The War On DrugsDieu du ciel… j’ai vu Adam Granduciel hier à l’Olympia avec ses musicos et je ne m’en suis toujours pas remis. Gosh… damned… putain… mais quel choc tellurique au point que je me suis demandé : mais comment ai-je fait pour vivre aussi longtemps sans ? Bon j’adorais déjà les albums, mais après un tel concert incendiaire, je dois avouer que je suis encore plus accro à The War On Drugs.

The War On DrugsLorsque le rideau s’est levé, hier soir à l’Olympia, pour le 3éme live parisien de The War On Drugs, la scène aurait pu être celle d’un concert de … Depeche Mode avec ses quatre synthés placés à gauche et à droite. Mais vous vous en doutez, ce n’était pas vraiment le cas… quoi que ! D’abord, deux des claviers sont polyvalents, jouant également des guitares et surtout si TWOD balance de jolies nappes de synthés, elles se rapprochent plus du style Pink Floyd que de la New Wave. Quant au reste des influences… elles m’ont carrément laissé sans voix ou presque. Vous êtes prêts…. Bruce Springsteen rencontre Roger McGuinn qui lui-même rencontre Tom Petty qui rencontre Ric Ocasek qui rencontre Dylan qui rencontre Neil Young… qui rencontre David Gilmour qui rencontre les Psychedelic Furs … qui rencontre Kurt Cobain… qui rencontre Prince… heu  là, peut être pas, tout de même, mais qui sait ? Le tout interprété par une formation impeccable de six musiciens expérimentés qui épaulent avec art notre Adam Granduciel. De son vrai nom Granofsky ( soit grand of the sky… soit Granduciel : CQFD) d’origine juive russe,  il nous a déjà livré seulement 5 albums lumineux en 15 ans d’existence de son groupe, dont certains déjà documentés ici ( Voir dans Gonzomusic  https://gonzomusic.fr/les-rolling-stones-annoncent-une-collaboration-surprise-avec-the-war-on-drugs.html   et aussi https://gonzomusic.fr/the-war-on-drugs-i-dont-live-here-anymore.html ).

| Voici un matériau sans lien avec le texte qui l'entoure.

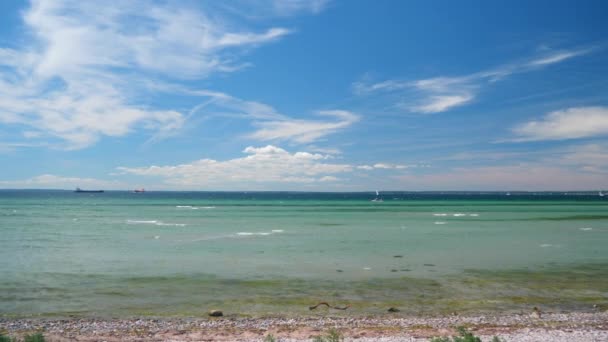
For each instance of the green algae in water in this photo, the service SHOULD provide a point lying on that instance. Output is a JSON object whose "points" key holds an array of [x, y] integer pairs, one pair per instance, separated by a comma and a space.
{"points": [[120, 254]]}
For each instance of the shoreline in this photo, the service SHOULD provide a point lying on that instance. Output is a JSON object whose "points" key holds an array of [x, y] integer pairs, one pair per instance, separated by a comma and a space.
{"points": [[573, 326]]}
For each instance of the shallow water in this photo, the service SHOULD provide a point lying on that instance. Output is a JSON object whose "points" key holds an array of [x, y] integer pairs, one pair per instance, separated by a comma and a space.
{"points": [[176, 253]]}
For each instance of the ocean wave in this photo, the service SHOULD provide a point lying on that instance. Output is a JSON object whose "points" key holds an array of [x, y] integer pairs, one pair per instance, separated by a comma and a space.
{"points": [[156, 223], [171, 224], [191, 207], [142, 221], [274, 231]]}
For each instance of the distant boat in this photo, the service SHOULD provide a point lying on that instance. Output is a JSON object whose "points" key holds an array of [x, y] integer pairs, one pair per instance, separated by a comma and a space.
{"points": [[87, 191], [378, 198]]}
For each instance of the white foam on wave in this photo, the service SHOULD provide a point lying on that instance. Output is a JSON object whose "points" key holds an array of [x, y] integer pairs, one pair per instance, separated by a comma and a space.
{"points": [[171, 224], [191, 207], [274, 231], [142, 221], [156, 222]]}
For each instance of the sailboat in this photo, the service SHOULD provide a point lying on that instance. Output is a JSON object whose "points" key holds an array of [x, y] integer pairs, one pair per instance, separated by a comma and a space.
{"points": [[378, 198]]}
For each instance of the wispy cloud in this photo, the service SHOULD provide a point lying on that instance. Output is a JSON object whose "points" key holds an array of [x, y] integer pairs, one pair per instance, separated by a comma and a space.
{"points": [[271, 125], [304, 131], [78, 77], [571, 123], [48, 181], [440, 94], [575, 167]]}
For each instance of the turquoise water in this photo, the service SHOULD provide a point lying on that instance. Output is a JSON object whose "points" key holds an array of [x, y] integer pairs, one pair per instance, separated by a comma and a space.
{"points": [[168, 253]]}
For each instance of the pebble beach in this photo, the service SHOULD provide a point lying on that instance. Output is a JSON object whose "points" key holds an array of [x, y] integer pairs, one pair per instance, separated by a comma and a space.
{"points": [[515, 327]]}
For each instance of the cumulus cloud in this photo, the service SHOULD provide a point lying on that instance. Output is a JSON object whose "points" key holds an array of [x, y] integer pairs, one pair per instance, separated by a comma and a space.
{"points": [[261, 165], [384, 166], [79, 76], [571, 123], [440, 94]]}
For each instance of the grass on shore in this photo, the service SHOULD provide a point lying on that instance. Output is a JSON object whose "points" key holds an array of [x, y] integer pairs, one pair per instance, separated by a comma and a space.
{"points": [[37, 337], [464, 336]]}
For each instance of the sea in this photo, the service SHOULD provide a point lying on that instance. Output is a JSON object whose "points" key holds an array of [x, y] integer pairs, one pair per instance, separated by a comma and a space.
{"points": [[180, 254]]}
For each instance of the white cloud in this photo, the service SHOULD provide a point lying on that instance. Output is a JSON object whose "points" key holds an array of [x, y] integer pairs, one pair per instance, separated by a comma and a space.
{"points": [[527, 177], [48, 181], [437, 104], [571, 123], [557, 57], [304, 131], [79, 77], [385, 166], [270, 124], [440, 94], [287, 7], [262, 165]]}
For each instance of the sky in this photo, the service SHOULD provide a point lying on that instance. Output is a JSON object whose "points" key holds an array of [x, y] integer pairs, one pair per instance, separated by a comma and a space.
{"points": [[295, 95]]}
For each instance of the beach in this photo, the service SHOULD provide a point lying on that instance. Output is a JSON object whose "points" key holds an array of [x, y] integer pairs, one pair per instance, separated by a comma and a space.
{"points": [[556, 327]]}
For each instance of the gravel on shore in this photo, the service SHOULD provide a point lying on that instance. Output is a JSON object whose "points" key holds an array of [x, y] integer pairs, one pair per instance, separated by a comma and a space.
{"points": [[513, 327]]}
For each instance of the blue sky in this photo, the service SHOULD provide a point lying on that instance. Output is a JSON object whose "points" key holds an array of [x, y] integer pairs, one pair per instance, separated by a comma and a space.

The War On DrugsOlivier Nuc @oliviernuc, mon collègue du Figaro présent hier soir l’avait déjà vu en live et pour lui avoir tendu son micro il confirme qu’Adam le timide a plutôt tendance à regarder ses pieds qu’à mettre de la bonne volonté à répondre aux questions des journalistes. Qu’importe, peu importe le flacon pourvu qu’on ait la raideur… et avec The War on Drugs on peut être servi. Inlassablement penché sur sa guitare et planqué derrière ses cheveux longs, tel un jeune Neil Young, Adam aux nombreux visages se montre tour à tour fils énervé de Kurt Cobain ou bien fils planant de David Gilmour. Hier soir à l’Olympia, avec un concert aussi aveuglant que son brillant light show- le coup des spotlights blancs braqués sur le public était déjà la marque de fabrique de Cure en 79 à son premier concert au Bataclan, mais ce grand classique rock fonctionne toujours aussi bien de nos jours-, le groupe de côte Est a enchainé 16 morceaux – dont une reprise du titre de Dylan « Born In Time »- en un peu plus de deux heures, sans  même prendre le temps d’un rappel, explosant ainsi le conteur du couvre-feu de l’Olympia. Comme les deux doigts dans la prise de courant je me suis laissé totalement secouer par ce choc électrique paradoxalement aussi énergique que contemplatif, mais c’est bien là toute la force de The War On Drugs… TROP BIEN j’en ai encore des étoiles plein les yeux et les oreilles, en vous le racontant et c’est si rare dans la vie d’un rock reporter que cela vaut bien la peine d’être souligné.